Japan's bureaucracy is like this. Before World War II, the bureaucrats had already consolidated power but had to share it with the armed forces and the big zaibatsu business cartels. After the war, with the army and the zaibatsu discredited, politicians, the press, and the public consigned their fate to bureaucrats, allowing them near-dictatorial powers and asking no questions. For a while, the system worked reasonably well. But in the 1970s, things started to get out of hand. Government agencies began to bury cities and countryside under ever more aggressive building schemes, piling dam on top of dam and landfill on top of landfill. The tempo of the music sped up. Agencies started multiplying. First there were tokushu hojin, then there were koeki hojin, and finally there were companies like Friends of the Waters – all dedicated to building more dams, more roads, more museums, more harbor landfill, more airports for vegetables. By the end of the 1990s, there were thousands of brooms fetching water, most of it the color of red ink.

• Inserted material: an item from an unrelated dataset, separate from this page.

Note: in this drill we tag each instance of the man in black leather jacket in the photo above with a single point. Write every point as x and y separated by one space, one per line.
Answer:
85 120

In Japan's case, unlike that of the sorcerer's apprentice, there is no wizard who knows the charm that will stop the brooms. The scale of public works on the drawing board for the next two or three decades is mind-boggling: 500 dams planned, beyond the more than 2,800 already built; 6,000 kilometers of expressways beyond the 6,000 already managed by the Highway PC; another 150,000 kilometers of mountain roads on top of the 130,000 kilometers already built by the Forestry Bureau. Nagara Dam, which resulted in three large river systems being concreted, was just for openers. «Why not go and connect those systems to Lake Biwa?» asks Takasue Hidenobu, the chairman of the Water Resources Public Corporation. For yet another Lovecraftian thrill, one need only look at a map of Japan to see what he is suggesting – nothing less than the demolition of a mountain range, as Lake Biwa sits on the far side of one, in a completely different prefecture from that of the Nagara Dam river systems. Meanwhile, Osaka Prefecture has plans to fill in all of Osaka Bay to a depth of fifteen meters. The music is building to a crescendo.
The process has the insistent quality of Japan's march to war in the 1930s. Inose Naoki writes:
At the moment, our citizens are waiting again for the "End of the War." Before World War II, when Japan advanced deeply into the continent, it was like the expansion of bad debts [today], and unable to deal with the consequences, we plunged into war with the United States. We should have been able to halt at some stage, yet even though we were headed for disaster, nobody could prevent it. At this point, lacking an «Imperial Decree,» there is absolutely nothing we can do to stop what is going on.